What do I do if a DataStream deployment is not delayed but the values of delay-related metrics for output data indicate a delay in the deployment?

Problem description
Data is continuously read by using a source table of Flink, and the Kafka connector continuously writes the data to each partition of an ApsaraMQ for Kafka physical table. However, the values of the CurrentEmitEventTimeLag and CurrentFetchEventTimeLag metrics for the DataStream deployment indicate that the deployment is delayed for 52 years.
Cause
The Kafka connector in the DataStream deployment is provided by the Apache Flink community and is not a built-in connector that is supported by Ververica Platform (VVP). Connectors that are supported by the Apache Flink community do not support metric-based monitoring. As a result, the values of the metrics are abnormal.
Solution
Use the dependencies of connectors that are supported by VVP. For more information, see Ververica Maven Repository.

How do I resolve the issue that the logs generated by using a non-static method cannot be exported to Simple Log Service?

Problem description
The logic of Logger and Appender in Log4j Appender is used in Simple Log Service. As a result, the logs that are generated by using a non-static method cannot be exported to Simple Log Service.
Solution
Use the static method private static final Logger LOG = LoggerFactory.getLogger(xxx.class);.

What do I do if Kafka can receive data that is written from Realtime Compute for Apache Flink but the value in the Records Received column on the Status tab of the related deployment is 0?

Problem description
The deployment has only one data operator. The source operator has no input but only output and the sink operator has only input but no output. In this case, the amount of data that is read and written in the deployment topology cannot be viewed.
Solution
Split the operators to view the amount of data in the deployment topology. Split the source and sink operators as independent operators from the topology. Then, separately connect the source operator and sink operator with other operators to form a new topology. You can view the data flow and traffic in the new topology.
On the O&M > Deployments page, find the deployment that you want to manage and click its name. On the Configuration tab, click Edit in the upper-right corner of the Parameters section and add pipeline.operator-chaining: 'false' to the Other Configuration field.

What do I do if a deployment startup error is reported after I configure parameters to export the logs of the deployment to Simple Log Service?

Problem description

After the parameters are configured to export the logs of the deployment to Simple Log Service, the "Failed to start the deployment. Try again." error message appears during the startup of the deployment and the following error message is also reported:

Unknown ApiException {exceptionType=com.ververica.platform.appmanager.controller.domain.TemplatesRenderException, exceptionMessage=Failed to render {userConfiguredLoggers={}, jobId=3fd090ea-81fc-4983-ace1-0e0e7b******, rootLoggerLogLevel=INFO, clusterName=f7dba7ec27****, deploymentId=41529785-ab12-405b-82a8-1b1d73******, namespace=flinktest-default, priorityClassName=flink-p5, deploymentName=test}}
029999 202312121531-8SHEUBJUJU

Cause
The values of the variables in Twig templates, such as namespace and deploymentId, are changed when you configure the parameters to export logs of the deployment to Simple Log Service.
Solution
Reconfigure the parameters based on your business requirements. For more information, see Configure parameters to export logs of a deployment.

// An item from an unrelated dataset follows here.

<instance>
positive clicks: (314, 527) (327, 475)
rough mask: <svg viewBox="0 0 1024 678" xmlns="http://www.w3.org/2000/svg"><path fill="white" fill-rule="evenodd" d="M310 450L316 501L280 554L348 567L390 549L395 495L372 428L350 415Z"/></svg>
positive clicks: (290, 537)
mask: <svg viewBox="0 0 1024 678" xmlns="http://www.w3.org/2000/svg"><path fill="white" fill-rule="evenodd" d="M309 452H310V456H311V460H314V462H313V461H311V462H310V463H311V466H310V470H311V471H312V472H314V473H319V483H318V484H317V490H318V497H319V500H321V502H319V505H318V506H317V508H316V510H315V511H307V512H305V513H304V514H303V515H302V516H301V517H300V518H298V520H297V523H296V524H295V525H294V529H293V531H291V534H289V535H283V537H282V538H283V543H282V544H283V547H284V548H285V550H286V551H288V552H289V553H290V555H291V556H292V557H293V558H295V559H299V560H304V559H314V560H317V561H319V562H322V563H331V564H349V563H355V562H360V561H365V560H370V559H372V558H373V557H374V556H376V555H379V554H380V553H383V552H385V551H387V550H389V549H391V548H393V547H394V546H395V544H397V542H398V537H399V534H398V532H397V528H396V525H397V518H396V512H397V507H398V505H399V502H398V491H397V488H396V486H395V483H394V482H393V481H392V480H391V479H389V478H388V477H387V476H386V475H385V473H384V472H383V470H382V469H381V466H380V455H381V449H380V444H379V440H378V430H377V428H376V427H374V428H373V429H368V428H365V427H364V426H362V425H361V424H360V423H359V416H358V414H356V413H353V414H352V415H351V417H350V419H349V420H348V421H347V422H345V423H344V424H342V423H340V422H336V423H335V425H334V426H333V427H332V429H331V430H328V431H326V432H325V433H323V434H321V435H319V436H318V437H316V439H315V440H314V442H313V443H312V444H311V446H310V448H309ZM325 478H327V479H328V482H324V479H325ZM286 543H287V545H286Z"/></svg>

What are the limits of the alerting feature of CloudMonitor compared with ARMS?

The query and analysis statements are not supported.
Only the current metric charts of a deployment are displayed. Historical metric charts are unavailable. This causes inefficiency when you compare records per second (RPS) during multi-round optimization.
The metric charts of a subtask are unavailable. In scenarios that have multiple sources and subtasks, the latency problem occurred after clustering cannot be identified in an intuitive and efficient manner.
You cannot view the metrics reported by using internal code instrumentation. This may cause inconvenience for troubleshooting.